Media

Newsweek going online-only, Guardian not

By | Published on Friday 19 October 2012

Newsweek

While digital-only labels and releases are no longer really stigmatised in the music business, the media is still waiting for a major traditional player to make the leap to becoming a digital-only enterprise. Some former print magazines have successfully made it as online-only media (hey, you’re reading one), but no major news publication in the UK or US has so far attempted such a thing, even though print circulations are slumping across the board and the future is clearly online (though, for most publishers, slumping print titles are still making more money than booming websites).

But now a major news title has announced that the day of digital-only is almost upon us, albeit a magazine rather than a newspaper. US news title Newsweek will go digital-only in the new year, bringing to an end the publication’s 80 year history in print. In its place will come the digital-only Newsweek Global, a “single worldwide edition targeted for a highly mobile, opinion-leading audience who want to learn about world events in a sophisticated context”.

Core content will only be available to paying subscribers, though some articles will also be available for free via sister website The Daily Beast. The move, Editor In Chief (and Daily Beast founder) Tina Brown has confirmed, will result in job losses and a scaling down of the magazine’s non-US operations. She added: “We are transitioning Newsweek, not saying goodbye to it. We remain committed to Newsweek and to the journalism that it represents. This decision is not about the quality of the brand or the journalism, that is as powerful as ever. It is about the challenging economics of print publishing and distribution”.

The Newsweek news came as The Guardian’s editor Alan Rusbridger denied reports in the Telegraph that his paper was to become the first British news title to shut its print edition and become online-only.
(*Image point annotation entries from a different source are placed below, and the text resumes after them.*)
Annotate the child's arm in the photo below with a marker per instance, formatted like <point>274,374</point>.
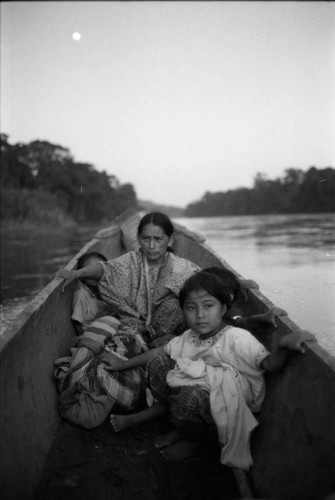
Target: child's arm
<point>117,364</point>
<point>257,320</point>
<point>277,359</point>
<point>78,327</point>
<point>91,272</point>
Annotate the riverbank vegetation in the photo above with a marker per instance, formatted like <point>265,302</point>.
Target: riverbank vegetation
<point>41,183</point>
<point>312,191</point>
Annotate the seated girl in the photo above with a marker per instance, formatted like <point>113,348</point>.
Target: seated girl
<point>208,379</point>
<point>237,288</point>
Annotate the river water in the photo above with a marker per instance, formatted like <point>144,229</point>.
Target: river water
<point>291,257</point>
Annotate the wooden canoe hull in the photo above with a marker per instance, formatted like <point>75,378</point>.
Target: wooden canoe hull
<point>293,447</point>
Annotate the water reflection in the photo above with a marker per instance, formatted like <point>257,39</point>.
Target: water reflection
<point>291,257</point>
<point>29,258</point>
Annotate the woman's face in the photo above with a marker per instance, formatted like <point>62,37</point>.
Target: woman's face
<point>154,243</point>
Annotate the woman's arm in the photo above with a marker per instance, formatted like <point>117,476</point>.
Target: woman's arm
<point>278,358</point>
<point>91,272</point>
<point>117,364</point>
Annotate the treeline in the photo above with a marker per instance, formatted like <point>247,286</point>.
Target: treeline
<point>295,192</point>
<point>41,183</point>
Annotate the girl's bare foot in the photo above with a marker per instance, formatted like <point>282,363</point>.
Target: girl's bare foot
<point>168,439</point>
<point>121,422</point>
<point>270,316</point>
<point>182,449</point>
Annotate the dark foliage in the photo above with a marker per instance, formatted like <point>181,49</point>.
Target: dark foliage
<point>41,181</point>
<point>296,192</point>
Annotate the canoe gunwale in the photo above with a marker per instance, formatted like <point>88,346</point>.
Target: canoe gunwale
<point>283,386</point>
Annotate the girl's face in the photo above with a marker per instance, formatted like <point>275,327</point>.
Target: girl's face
<point>154,243</point>
<point>203,313</point>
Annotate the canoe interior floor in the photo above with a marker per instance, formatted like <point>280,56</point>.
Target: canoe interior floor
<point>100,464</point>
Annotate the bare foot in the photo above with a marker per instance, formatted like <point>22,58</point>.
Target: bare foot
<point>270,316</point>
<point>121,422</point>
<point>180,450</point>
<point>168,439</point>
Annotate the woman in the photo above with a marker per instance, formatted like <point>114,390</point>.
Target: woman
<point>141,289</point>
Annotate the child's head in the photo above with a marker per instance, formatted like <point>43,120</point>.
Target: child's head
<point>204,299</point>
<point>229,278</point>
<point>89,259</point>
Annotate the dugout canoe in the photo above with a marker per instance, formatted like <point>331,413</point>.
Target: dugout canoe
<point>43,457</point>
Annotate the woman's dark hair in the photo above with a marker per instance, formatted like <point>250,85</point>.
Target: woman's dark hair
<point>209,282</point>
<point>229,278</point>
<point>157,219</point>
<point>86,257</point>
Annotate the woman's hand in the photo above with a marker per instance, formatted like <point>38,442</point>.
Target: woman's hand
<point>113,362</point>
<point>245,284</point>
<point>294,340</point>
<point>67,276</point>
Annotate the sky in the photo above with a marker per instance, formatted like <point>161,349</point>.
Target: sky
<point>176,98</point>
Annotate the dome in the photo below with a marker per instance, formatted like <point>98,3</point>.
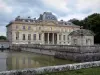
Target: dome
<point>82,32</point>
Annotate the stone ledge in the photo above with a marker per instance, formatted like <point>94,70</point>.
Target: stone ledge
<point>49,69</point>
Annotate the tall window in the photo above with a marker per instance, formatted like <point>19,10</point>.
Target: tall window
<point>39,36</point>
<point>59,37</point>
<point>29,27</point>
<point>16,27</point>
<point>23,27</point>
<point>17,35</point>
<point>64,37</point>
<point>29,36</point>
<point>34,36</point>
<point>23,36</point>
<point>75,41</point>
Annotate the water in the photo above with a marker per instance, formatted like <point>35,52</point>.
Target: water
<point>23,60</point>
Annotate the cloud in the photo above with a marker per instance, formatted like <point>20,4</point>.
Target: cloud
<point>4,7</point>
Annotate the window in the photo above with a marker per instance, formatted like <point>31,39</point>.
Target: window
<point>17,35</point>
<point>39,36</point>
<point>23,36</point>
<point>29,27</point>
<point>39,28</point>
<point>64,37</point>
<point>23,27</point>
<point>59,37</point>
<point>16,27</point>
<point>29,36</point>
<point>75,41</point>
<point>34,37</point>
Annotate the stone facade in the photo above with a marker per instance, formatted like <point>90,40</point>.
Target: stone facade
<point>82,37</point>
<point>44,30</point>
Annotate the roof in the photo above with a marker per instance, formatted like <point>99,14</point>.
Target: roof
<point>82,32</point>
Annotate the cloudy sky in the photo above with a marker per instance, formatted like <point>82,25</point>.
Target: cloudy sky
<point>63,9</point>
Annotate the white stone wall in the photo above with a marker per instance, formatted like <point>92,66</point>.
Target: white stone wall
<point>81,40</point>
<point>40,28</point>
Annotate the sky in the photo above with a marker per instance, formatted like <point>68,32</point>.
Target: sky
<point>63,9</point>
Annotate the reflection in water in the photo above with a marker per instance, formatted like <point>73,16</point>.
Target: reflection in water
<point>17,60</point>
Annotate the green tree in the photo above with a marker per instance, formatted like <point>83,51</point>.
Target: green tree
<point>91,22</point>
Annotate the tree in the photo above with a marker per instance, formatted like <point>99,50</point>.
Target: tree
<point>3,38</point>
<point>91,22</point>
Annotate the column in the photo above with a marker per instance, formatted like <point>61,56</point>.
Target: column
<point>52,38</point>
<point>42,38</point>
<point>48,38</point>
<point>57,38</point>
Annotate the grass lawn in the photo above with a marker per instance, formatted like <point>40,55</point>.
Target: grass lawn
<point>89,71</point>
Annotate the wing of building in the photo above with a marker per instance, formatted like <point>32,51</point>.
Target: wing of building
<point>44,30</point>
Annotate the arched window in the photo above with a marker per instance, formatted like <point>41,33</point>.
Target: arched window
<point>88,41</point>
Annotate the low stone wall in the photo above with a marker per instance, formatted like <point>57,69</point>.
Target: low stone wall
<point>49,69</point>
<point>76,53</point>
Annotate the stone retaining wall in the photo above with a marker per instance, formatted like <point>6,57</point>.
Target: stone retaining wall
<point>76,53</point>
<point>50,69</point>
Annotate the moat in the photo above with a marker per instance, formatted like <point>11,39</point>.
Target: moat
<point>24,60</point>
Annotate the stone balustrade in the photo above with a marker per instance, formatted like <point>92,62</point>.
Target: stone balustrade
<point>49,69</point>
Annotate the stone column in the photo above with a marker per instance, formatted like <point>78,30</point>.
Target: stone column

The Guardian has long been mooted as the first UK paper that may go that route, given it has always had a relatively small print readership compared to its rivals, but has grown its audience significantly online.

The Telegraph said that Rusbridger initially wants to expand his paper’s online-only US operation as a pilot for phasing out print in the UK long term, but that trustees of the not-for-profit body that owns the broadsheet, the Scott Trust, fear that will take too long, and that a full-on focus on digital is needed sooner to assure the newspaper’s survival.

But the paper’s editor said via Twitter: “Telegraph story about the Guardian simply untrue. Largely copied from [an article on the More About Advertising website, that is] also untrue”. He added: “Numbers for going digital only and junking print just don’t add up. So Telegraph has written the opposite of the truth”.